The last two months have been horrible for celebrity death watching. Since Paul Newman died at the end of September, virtually nobody notable has passed away. Sure, there was Mitch Mitchell and Odetta and Mr. Blackwell, but they're minor. They're no Charleton Heston or Tim Russert or Estelle Getty. I had such high hopes for the fourth quarter of 2008 when Bernie Mac and Isaac Hayes went on the same day in August. Ah, but just like on Wall Street, celebrity deaths are in a bear market.
Why, you may ask, am I so pissed about the lack of recent notable deaths? Well, celebrity death watching is my sport. It's what I think about while most other men are thinking about baseball or NASCAR. I don't watch ESPN, I watch the obituaries on Yahoo News. I'm not a member of fantasy football leagues, I'm a member of dead pools. Yes, it's morbid, but it beats following sports I'll never play. I can tell you with absolute certainty that, one day, I will die.
I've always been a fan of celebrity death watching, but it truly became my passion in September of 2003. Within 24 hours, both Johnny Cash and John Ritter died. When I called my Dad, he so eloquently said, "Well, I made it longer than Ritter, but not as long as Cash." I enjoyed his quip. When Gordon Jump died a week later, I called him again and he said he'd rather be dead than be in Cincinnati (Gordon Jump was on WKRP in Cincinnati). Good stuff!
From then on, anytime anybody famous died, I would call my Dad. Soon my mother got in on the act. And then my sister (who, by the way, lives in Cincinnati). The four of us would compete to be the first one to let the others know when a famous death had occurred. By phone or by e-mail or by text, we would broadcast the information and hope that nobody else had heard it. Not exactly The Cosby Show, but it bonded my family and gave me a reason to check CNN.com at four in the morning.
Our rules are pretty simple. The dead person has to be somebody we all know. You get extra points if it's somebody beloved like George Carlin. You get even more points if it's unexpected like Heath Ledger. You get even more points if it's scandalous like Anna Nicole Smith. You get even more points if it's particularly brutal like Jam-Master Jay. And you get the maximum amount of points if it's Osama Bin Laden. I love this game!
Celebrity death watching isn't actually as morbid as it seems. When famous people die, it's our last chance to appreciate them. They could be disgraced or go insane and we'll still memorialize them. I can't wait until Michael Jackson dies. They could be old, fat, and disgusting and we'll still memorialize them. I can't wait until Elizabeth Taylor dies. They could be irrelevant and into Jesus and we'll still memorialize them. I can't wait until Stephen Baldwin dies.

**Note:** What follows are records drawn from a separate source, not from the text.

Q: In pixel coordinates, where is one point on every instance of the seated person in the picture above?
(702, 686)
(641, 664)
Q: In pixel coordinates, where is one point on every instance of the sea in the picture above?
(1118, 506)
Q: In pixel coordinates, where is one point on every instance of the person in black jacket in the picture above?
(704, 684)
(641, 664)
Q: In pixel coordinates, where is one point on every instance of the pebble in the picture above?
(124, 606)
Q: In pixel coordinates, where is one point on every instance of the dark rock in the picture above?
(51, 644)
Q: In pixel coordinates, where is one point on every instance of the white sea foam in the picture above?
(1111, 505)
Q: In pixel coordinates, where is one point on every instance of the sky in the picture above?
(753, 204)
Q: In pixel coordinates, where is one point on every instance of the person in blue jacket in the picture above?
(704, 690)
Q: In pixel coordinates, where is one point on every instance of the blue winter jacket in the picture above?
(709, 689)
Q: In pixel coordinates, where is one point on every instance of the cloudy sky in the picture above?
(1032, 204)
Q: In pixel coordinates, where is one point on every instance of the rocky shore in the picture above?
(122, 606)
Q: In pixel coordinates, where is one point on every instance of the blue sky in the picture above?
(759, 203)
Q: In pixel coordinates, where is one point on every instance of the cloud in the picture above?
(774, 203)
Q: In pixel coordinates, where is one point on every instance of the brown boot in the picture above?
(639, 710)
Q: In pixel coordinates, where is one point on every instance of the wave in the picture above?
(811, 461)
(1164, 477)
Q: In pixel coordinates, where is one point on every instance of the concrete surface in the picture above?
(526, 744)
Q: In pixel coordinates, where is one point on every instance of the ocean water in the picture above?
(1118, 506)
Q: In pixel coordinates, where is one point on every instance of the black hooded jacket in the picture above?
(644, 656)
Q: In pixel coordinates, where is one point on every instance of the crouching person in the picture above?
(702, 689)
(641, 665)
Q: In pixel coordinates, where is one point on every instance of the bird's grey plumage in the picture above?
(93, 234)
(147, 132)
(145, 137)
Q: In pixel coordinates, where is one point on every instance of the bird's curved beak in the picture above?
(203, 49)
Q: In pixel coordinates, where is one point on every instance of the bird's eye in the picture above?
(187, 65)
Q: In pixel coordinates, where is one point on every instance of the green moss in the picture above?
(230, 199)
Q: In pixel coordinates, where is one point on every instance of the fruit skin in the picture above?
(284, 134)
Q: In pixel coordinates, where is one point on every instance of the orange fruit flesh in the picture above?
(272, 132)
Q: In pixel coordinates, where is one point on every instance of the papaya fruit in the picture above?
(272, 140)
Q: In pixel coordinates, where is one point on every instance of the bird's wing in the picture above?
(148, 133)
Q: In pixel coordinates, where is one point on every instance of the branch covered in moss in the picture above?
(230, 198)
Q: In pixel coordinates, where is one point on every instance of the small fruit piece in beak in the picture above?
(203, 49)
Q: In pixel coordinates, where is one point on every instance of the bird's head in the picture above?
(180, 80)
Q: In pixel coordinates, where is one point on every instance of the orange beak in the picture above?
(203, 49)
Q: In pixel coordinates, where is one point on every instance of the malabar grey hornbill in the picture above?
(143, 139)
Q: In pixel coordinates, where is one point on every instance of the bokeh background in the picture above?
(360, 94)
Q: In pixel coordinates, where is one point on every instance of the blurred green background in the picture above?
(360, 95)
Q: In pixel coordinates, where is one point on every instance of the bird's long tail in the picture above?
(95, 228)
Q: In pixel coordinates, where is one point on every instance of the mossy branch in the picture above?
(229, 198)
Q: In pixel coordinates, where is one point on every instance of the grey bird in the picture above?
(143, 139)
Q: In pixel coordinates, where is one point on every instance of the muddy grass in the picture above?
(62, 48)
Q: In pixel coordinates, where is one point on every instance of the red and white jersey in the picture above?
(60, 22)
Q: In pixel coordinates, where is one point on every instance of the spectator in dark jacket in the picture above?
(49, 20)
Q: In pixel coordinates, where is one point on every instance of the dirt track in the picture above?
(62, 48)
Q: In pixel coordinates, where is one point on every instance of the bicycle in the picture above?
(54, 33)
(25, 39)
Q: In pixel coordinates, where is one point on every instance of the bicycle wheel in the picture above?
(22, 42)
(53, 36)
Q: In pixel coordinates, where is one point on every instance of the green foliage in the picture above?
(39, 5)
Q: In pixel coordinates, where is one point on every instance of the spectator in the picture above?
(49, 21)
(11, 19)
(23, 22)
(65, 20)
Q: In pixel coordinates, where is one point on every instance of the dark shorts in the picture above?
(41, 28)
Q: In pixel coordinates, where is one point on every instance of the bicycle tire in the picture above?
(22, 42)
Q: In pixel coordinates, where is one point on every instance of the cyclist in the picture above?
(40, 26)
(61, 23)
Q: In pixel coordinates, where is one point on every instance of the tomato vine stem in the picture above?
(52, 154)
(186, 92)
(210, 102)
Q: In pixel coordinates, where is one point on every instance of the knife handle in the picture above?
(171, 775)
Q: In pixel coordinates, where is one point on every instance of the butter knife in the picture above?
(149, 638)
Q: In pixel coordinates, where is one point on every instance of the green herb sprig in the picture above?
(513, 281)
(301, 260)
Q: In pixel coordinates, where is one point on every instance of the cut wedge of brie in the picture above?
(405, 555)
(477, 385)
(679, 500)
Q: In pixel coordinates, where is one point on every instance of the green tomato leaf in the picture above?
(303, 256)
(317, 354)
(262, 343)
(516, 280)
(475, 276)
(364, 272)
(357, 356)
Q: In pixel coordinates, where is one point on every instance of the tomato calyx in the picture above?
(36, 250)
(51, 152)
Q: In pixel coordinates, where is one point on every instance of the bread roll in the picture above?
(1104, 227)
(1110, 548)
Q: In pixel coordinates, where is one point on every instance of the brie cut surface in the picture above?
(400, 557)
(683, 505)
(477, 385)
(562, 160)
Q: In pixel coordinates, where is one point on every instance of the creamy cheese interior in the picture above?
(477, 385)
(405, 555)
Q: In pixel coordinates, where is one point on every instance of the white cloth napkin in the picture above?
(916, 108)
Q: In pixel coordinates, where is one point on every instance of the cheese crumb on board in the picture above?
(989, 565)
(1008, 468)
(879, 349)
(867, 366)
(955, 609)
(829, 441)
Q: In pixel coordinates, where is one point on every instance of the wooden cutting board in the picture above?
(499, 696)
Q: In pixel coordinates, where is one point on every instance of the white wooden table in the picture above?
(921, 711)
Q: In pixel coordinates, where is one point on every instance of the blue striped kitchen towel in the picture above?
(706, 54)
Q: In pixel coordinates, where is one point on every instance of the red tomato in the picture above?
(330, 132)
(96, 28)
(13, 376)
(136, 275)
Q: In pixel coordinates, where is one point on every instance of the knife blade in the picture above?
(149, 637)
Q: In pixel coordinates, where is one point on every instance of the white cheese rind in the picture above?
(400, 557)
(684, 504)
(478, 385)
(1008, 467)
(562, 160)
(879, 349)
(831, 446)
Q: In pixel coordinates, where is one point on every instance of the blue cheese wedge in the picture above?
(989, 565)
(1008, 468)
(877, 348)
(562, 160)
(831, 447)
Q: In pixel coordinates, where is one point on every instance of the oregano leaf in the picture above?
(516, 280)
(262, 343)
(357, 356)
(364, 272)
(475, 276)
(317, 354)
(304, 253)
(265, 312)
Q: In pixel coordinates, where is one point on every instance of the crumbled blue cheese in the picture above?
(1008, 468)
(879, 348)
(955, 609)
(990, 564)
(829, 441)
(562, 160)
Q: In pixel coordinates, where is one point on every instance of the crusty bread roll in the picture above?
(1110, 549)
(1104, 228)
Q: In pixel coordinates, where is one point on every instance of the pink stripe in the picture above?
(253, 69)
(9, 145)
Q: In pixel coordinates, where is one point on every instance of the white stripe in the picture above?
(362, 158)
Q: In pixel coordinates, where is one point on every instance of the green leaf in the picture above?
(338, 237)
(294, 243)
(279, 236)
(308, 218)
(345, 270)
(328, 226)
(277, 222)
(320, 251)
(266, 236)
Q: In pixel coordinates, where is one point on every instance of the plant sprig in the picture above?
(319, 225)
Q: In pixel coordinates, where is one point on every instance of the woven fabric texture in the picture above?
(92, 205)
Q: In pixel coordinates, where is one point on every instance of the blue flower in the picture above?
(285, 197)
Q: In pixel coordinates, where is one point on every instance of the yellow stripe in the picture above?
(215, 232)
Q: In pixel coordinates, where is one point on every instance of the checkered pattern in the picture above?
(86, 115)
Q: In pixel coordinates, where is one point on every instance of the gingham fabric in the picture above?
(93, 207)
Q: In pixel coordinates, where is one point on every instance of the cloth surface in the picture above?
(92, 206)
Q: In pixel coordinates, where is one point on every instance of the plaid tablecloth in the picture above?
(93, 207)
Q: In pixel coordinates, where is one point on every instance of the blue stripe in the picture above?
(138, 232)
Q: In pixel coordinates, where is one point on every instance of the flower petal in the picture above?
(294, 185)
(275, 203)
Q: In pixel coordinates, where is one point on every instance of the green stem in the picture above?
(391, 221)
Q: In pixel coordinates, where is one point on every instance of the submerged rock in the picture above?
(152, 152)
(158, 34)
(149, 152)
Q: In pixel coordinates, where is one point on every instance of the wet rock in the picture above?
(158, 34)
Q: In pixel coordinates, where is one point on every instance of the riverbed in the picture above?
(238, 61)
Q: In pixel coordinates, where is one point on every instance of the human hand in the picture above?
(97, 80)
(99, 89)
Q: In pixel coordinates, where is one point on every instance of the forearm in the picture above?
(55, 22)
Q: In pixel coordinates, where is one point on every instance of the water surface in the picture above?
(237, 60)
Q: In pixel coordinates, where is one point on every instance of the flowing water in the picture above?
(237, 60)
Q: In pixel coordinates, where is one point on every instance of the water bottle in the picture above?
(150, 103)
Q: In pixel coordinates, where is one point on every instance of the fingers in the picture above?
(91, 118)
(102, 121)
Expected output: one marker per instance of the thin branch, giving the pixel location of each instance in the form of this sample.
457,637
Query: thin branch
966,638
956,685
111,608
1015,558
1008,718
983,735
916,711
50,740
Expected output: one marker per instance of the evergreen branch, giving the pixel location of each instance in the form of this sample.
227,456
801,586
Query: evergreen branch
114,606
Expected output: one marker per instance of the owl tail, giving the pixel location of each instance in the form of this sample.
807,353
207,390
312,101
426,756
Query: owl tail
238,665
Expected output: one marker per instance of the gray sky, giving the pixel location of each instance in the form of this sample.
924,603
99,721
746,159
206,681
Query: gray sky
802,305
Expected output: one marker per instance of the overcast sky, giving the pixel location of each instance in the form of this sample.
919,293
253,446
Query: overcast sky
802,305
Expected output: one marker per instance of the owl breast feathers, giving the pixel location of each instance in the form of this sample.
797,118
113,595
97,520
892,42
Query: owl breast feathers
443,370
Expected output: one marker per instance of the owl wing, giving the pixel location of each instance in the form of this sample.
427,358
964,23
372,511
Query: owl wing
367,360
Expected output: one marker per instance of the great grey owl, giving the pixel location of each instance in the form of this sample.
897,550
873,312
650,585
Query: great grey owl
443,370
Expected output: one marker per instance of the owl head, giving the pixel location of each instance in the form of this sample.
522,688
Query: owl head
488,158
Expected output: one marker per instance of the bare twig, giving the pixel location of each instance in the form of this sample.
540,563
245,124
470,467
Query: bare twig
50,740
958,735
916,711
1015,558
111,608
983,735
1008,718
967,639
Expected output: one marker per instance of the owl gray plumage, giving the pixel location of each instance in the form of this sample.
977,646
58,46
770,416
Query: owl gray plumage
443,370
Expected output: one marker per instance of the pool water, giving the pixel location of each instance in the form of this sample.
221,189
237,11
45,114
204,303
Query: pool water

Celebrity death watching also helps us realize how lucky we are to be alive, or at least not be dead. One of the things I pride myself on is that I'm not afraid to die (hey, it'll put me out of my misery). Still, I can't help but question my mortality when Jennifer Hudson's mother gets shot.
So yeah, I'm upset that nobody good has died recently. Where are the Phil Hartmans and Chris Farleys? Where are the Frank Sinatras and James Browns? Where are the Benazir Bhuttos and Nicole Brown Simpsons? In the new year, it is my hope that we'll have some solid celebrity deaths.
I hope for the expected deaths - Fidel Castro, Patrick Swayze, Amy Winehouse, and Jeff Conaway. I hope for the needed deaths - Paris Hilton, Dick Cheney, Martha Stewart, and Mario Lopez. I hope for the holy shit surprise deaths - Todd Palin, Miley Cyrus, and Michael Phelps. I hope they all die. For me, death makes life a whole a lot better.